The life of Cornelius W. Munudell is both interesting and unusual, for his rise in life has been due entirely to his own undaunted efforts and an innate ability to accomplish whatever he has set out to do. The man who is now the respected and popular superintendent of the schools of Franklin county could not at the age of eighteen write his own name.

Mr. Munndell was born in Franklin county, Illinois, on the 24th of August, 1866, the son of J. H. and Malinda (Launace) Munndell, his birth occurring sometime after his father's death. His father was a native of the state of South Carolina, and his mother of Franklin county. His father moved to Southern Illinois in 1854, and here bought a small farm, which he lived upon until his removal to Missouri, in which state he died. J. H. Munudell was a thorough going Democrat, but he never cared for the honors and emoluments of public office and was content to show his interest merely at the polls. Both he and his wife were active members of the Methodist Episcopal church.

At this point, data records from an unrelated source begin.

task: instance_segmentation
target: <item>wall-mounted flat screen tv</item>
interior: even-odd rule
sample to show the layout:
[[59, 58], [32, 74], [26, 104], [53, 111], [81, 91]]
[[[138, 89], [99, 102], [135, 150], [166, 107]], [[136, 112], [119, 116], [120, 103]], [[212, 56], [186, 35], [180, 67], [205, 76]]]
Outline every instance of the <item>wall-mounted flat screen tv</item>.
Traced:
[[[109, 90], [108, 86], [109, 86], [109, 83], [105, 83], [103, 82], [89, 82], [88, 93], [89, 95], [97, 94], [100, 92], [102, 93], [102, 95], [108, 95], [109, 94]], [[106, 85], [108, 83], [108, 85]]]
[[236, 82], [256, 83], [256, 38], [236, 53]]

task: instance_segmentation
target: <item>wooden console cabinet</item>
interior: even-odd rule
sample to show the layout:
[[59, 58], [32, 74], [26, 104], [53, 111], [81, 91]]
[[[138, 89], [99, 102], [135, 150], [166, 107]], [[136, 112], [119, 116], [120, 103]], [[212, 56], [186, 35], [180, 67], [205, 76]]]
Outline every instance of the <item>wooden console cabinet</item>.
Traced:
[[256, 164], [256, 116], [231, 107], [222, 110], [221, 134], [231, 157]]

John Launace, the maternal grandfather of Cornelius W. Munndell, the immediate subject of this brief personal review, was one of the earliest and most prominent settlers in Franklin county, for he came to the United States from Germany about the year 1820, and located in Franklin county in the days when the whole region was a vast wilderness, and Indians were the most frequent visitors. Fortitude and persistence were indeed necessary to make life possible in those days and it may be that from that hardy settler Cornelius Munndell inherited some of the vigor and perseverance that have won him so high a place in the general esteem. The grandfather took up his life as a farmer and was one of the wellknown circuit-riders in the Methodist Episcopal church. His death occurred in the pulpit during a revival sermon. He was a much revered figure of those early days. In politics he had always identified himself with the party of Jefferson and Jackson.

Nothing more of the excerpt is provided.